Of course, there are limits to those lessons. My friend Alysia found the Little House books similarly instructive—for a time. “What do you think Laura would do in a situation like this?” she’d ask her nine-year-old daughter, as I occasionally did with Beatrice. This kind of moralizing was pleasingly successful until one day, at age ten, her daughter rolled her eyes and replied, “Mommy, those were olden times.”
When Teddy was one and a half years old, and my other two were four and five, I got an e-mail from my friend Sam Tanenhaus, whom I’d met shortly after 9/11 at a luncheon for V. S. Naipaul and who was now the editor of the New York Times Book Review. Sam asked whether I knew anyone who’d like to be the children’s books editor at the New York Times. The most recent editor had left after seven years and Sam was looking for suggestions to replace her. He knew about my penchant for Kidlit because I’d written an essay about it for the paper.
But I wasn’t much use in the way he expected. My experience with children’s literature had been as an enthusiast, not a professional. I didn’t know many writers or editors in that world. None of my referrals worked out.
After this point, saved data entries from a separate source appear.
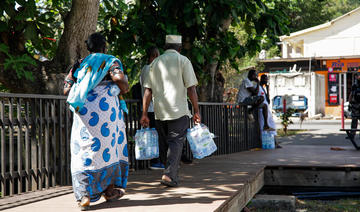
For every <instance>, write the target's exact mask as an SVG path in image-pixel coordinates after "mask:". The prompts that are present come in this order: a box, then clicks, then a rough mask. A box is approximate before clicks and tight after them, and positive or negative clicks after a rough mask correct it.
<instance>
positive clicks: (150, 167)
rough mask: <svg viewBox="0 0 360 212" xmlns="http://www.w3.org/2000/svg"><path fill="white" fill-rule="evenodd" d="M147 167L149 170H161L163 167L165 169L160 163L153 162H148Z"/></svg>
mask: <svg viewBox="0 0 360 212" xmlns="http://www.w3.org/2000/svg"><path fill="white" fill-rule="evenodd" d="M149 168H150V169H151V170H163V169H165V166H164V164H162V163H154V164H150V167H149Z"/></svg>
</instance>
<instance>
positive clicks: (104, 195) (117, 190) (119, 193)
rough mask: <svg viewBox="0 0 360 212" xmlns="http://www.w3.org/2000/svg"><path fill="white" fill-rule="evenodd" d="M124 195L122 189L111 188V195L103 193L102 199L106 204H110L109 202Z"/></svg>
mask: <svg viewBox="0 0 360 212" xmlns="http://www.w3.org/2000/svg"><path fill="white" fill-rule="evenodd" d="M124 195H125V190H124V189H121V188H113V189H112V190H111V194H109V192H105V193H104V198H105V200H106V202H111V201H114V200H118V199H120V198H121V197H123V196H124Z"/></svg>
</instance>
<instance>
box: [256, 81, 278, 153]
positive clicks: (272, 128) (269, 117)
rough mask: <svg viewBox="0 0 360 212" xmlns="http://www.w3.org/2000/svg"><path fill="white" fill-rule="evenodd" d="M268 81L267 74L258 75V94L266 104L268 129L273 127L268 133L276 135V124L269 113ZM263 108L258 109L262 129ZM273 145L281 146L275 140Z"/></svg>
mask: <svg viewBox="0 0 360 212" xmlns="http://www.w3.org/2000/svg"><path fill="white" fill-rule="evenodd" d="M268 92H269V82H268V76H267V75H266V74H263V75H261V77H260V86H259V93H258V95H259V96H262V97H263V98H264V102H263V104H265V105H266V107H267V109H268V110H267V114H268V115H267V122H268V125H269V128H270V129H274V130H271V131H269V133H271V134H272V135H274V136H276V135H277V132H276V124H275V121H274V119H273V117H272V113H271V109H270V107H269V104H270V97H269V93H268ZM262 110H263V108H260V109H259V125H260V130H261V131H263V130H264V129H263V125H264V119H265V117H264V116H263V115H262V114H263V111H262ZM275 147H276V148H281V146H280V145H279V144H278V143H277V142H276V141H275Z"/></svg>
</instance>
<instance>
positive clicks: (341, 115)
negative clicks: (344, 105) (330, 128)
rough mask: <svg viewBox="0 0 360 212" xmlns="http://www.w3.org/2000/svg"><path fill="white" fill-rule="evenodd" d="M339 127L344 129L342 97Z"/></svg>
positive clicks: (342, 104) (343, 108)
mask: <svg viewBox="0 0 360 212" xmlns="http://www.w3.org/2000/svg"><path fill="white" fill-rule="evenodd" d="M341 129H344V98H341Z"/></svg>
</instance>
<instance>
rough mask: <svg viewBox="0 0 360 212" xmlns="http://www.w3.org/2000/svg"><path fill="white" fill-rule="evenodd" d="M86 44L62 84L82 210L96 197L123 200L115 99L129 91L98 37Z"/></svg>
mask: <svg viewBox="0 0 360 212" xmlns="http://www.w3.org/2000/svg"><path fill="white" fill-rule="evenodd" d="M86 44H87V48H88V50H89V51H90V54H89V55H88V56H87V57H86V58H84V59H83V60H81V61H79V62H78V63H77V64H75V65H74V67H73V68H72V69H71V70H70V73H69V74H68V75H67V77H66V79H65V85H64V94H65V95H68V98H67V102H68V103H69V106H70V110H71V111H72V112H73V115H74V118H73V126H72V131H71V174H72V184H73V189H74V194H75V198H76V200H77V201H78V203H79V206H80V208H81V210H86V209H88V208H89V206H90V202H94V201H97V200H99V199H100V197H101V196H104V198H105V199H106V200H107V201H109V200H115V199H118V198H120V197H122V196H123V195H124V194H125V190H124V189H125V187H126V184H127V176H128V149H127V141H126V133H125V124H124V119H123V111H125V112H127V109H126V104H125V102H124V100H120V99H122V98H120V99H119V97H118V95H119V94H120V95H121V94H124V93H126V92H127V91H128V87H129V85H128V82H127V78H126V76H125V75H124V73H123V67H122V64H121V62H120V60H119V59H117V58H116V57H114V56H112V55H107V54H104V52H105V47H106V40H105V38H104V37H103V36H102V35H101V34H100V33H94V34H91V35H90V36H89V38H88V40H87V41H86ZM119 91H120V93H119ZM120 97H121V96H120Z"/></svg>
And then I had a kind of epiphany. While on a family vacation in Los Angeles, I was driving with my husband, our children in the backseat, trying to figure out how to get to Every Picture Tells a Story, an especially good children’s bookstore and illustration gallery (sadly now gone), without having to bring the kids. They would only distract me from my mission. Michael and I were comparing our schedules when I realized what I was trying to do: go to a children’s bookstore by myself. For myself. Without my children. That way I could look at the children’s books I wanted to look at and not be distracted by their needs. Was this normal? If I cared so much about children’s books, perhaps I should be the children’s books editor.
The problem was I never wanted to work in an office again. The last time I’d worked in an office, I had a boss who docked my pay when I got invited to go on Oprah in Chicago to promote my first book. At the office I worked in before that, my boss required all employees to take a personality test that divided us neatly into one of four quadrants: Doers, Creators, Deciders, or Thinkers, categories that would then define our roles in the department. Most of the others were Doers; there were a couple of Deciders, too. I was the only Thinker. My first thought was, I think I need to get out of here.
When I’d left my last office job in 2002, I thought I’d left it for good. I’d finally managed to put together the professional life I’d always wanted. I was being paid to write. And I didn’t have to wait to write in the evening after an exhausting workday, but could do it instead during regular business hours. The pragmatics of the freelance life were enormously appealing. You could spend the entire day in pajamas. You could fit in household chores between assignments. You could set your own hours. I figured as long as I could earn enough to offset the cost of childcare, I was in the black. Given how little writing pays, I worked like a maniac but I loved it.